Sun Studio 12: Performance Analyzer

Collecting Data Using the `collect` Command

To run the Collector from the command line using the collect command, type the following.

% collect collect-options program program-arguments

Here, collect-options are the collect command options, program is the name of the program you want to collect data on, and program-arguments are the program's arguments.

If no collect-options are given, the default is to turn on clock-based profiling with a profiling interval of approximately 10 milliseconds.

To obtain a list of options and a list of the names of any hardware counters that are available for profiling, type the collect command with no arguments.

% collect

For a description of the list of hardware counters, see Hardware Counter Overflow Profiling Data. See also Limitations on Hardware Counter Overflow Profiling.

Data Collection Options

These options control the types of data that are collected. See What Data the Collector Collects for a description of the data types.

If you do not specify data collection options, the default is -p on, which enables clock-based profiling with the default profiling interval of approximately 10 milliseconds. The default is turned off by the -h option but not by any of the other data collection options.

If you explicitly disable clock-based profiling, and do not enable tracing or hardware counter overflow profiling, the collect command prints a warning message, and collects global data only.

`-p` `option`

Collect clock-based profiling data. The allowed values of option are:

off– Turn off clock-based profiling.
on– Turn on clock-based profiling with the default profiling interval of approximately 10 milliseconds.
lo[w]– Turn on clock-based profiling with the low-resolution profiling interval of approximately 100 milliseconds.
hi[gh]– Turn on clock-based profiling with the high-resolution profiling interval of approximately 1 millisecond. See Limitations on Clock-Based Profiling for information on enabling high-resolution profiling.
[+]value– Turn on clock-based profiling and set the profiling interval to value. The default units for value are milliseconds. You can specify value as an integer or a floating-point number. The numeric value can optionally be followed by the suffix m to select millisecond units or u to select microsecond units. The value should be a multiple of the clock resolution. If it is larger but not a multiple it is rounded down. If it is smaller, a warning message is printed and it is set to the clock resolution.
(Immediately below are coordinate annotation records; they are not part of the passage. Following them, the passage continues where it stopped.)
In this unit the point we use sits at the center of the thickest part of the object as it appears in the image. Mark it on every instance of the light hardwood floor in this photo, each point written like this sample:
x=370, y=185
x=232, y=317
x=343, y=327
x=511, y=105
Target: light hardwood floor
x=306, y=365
On SPARC platforms, any value may be prepended with a + sign to enable clock-based dataspace profiling, as is done for hardware counter profiling.

Collecting clock-based profiling data is the default action of the collect command.
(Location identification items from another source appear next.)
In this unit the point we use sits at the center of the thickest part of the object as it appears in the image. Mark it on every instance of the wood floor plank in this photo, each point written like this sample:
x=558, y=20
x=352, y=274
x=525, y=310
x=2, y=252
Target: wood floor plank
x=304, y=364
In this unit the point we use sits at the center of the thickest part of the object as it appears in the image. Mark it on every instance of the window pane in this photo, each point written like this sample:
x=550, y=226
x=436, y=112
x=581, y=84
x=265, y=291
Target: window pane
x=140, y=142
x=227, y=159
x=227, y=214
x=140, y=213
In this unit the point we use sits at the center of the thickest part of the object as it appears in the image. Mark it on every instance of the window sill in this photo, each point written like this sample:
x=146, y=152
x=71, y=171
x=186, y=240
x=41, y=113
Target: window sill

`-h` `counter_definition_1` `...[,counter_definition_n]`

Collect hardware counter overflow profiling data. The number of counter definitions is processor-dependent. This option is now available on systems running the Linux operating system if you have installed the perfctr patch, which you can download from http://user.it.uu.se/~mikpe/linux/perfctr/2.6/perfctr-2.6.15.tar.gz .

A counter definition can take one of the following forms, depending on whether the processor supports attributes for hardware counters.
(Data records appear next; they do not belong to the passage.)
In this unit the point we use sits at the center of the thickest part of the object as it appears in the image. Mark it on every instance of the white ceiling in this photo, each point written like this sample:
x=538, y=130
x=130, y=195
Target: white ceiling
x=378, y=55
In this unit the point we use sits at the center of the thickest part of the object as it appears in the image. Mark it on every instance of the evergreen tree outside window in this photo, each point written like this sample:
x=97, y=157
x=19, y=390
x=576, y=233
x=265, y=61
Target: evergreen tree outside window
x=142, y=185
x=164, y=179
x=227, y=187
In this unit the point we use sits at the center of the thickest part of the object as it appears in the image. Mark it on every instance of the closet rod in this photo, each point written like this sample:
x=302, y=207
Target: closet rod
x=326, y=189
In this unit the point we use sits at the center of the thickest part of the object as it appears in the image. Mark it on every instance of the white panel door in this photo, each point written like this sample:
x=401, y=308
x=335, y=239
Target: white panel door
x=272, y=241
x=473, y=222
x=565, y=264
[+]counter_name[/ register_number][,interval ]

[+]counter_name[~ attribute_1=value_1]...[~attribute_n =value_n][/ register_number][,interval ]

The processor-specific counter_name can be one of the following:

A well-known (aliased) counter name
A raw (internal) name, as used by cputrack(1). If the counter can use either event register, the event register to be used can be specified by appending /0 or /1 to the internal name.

If you specify more than one counter, they must use different registers. If they do not use different registers, the collect command prints an error message and exits. Some counters can count on either register.

To obtain a list of available counters, type collect with no arguments in a terminal window. A description of the counter list is given in the section Hardware Counter Lists.

If the hardware counter counts events that relate to memory access, you can prefix the counter name with a + sign to turn on searching for the true program counter address (PC) of the instruction that caused the counter overflow. This backtracking works on SPARC processors, and only with counters of type load , store , or load-store. If the search is successful, the virtual PC, the physical PC, and the effective address that was referenced are stored in the event data packet.

On some processors, attribute options can be associated with a hardware counter. If a processor supports attribute options, then running the collect command with no arguments lists the counter definitions including the attribute names. You can specify attribute values in decimal or hexadecimal format.

The interval (overflow value) is the number of events counted at which the hardware counter overflows and the overflow event is recorded. The interval can be set to one of the following:

on, or a null string– The default overflow value, which you can determine by typing collect with no arguments.
hi[gh]– The high-resolution value for the chosen counter, which is approximately ten times shorter than the default overflow value. The abbreviation h is also supported for compatibility with previous software releases.
lo[w]– The low-resolution value for the chosen counter, which is approximately ten times longer than the default overflow value.
interval– A specific overflow value, which must be a positive integer and can be in decimal or hexadecimal format.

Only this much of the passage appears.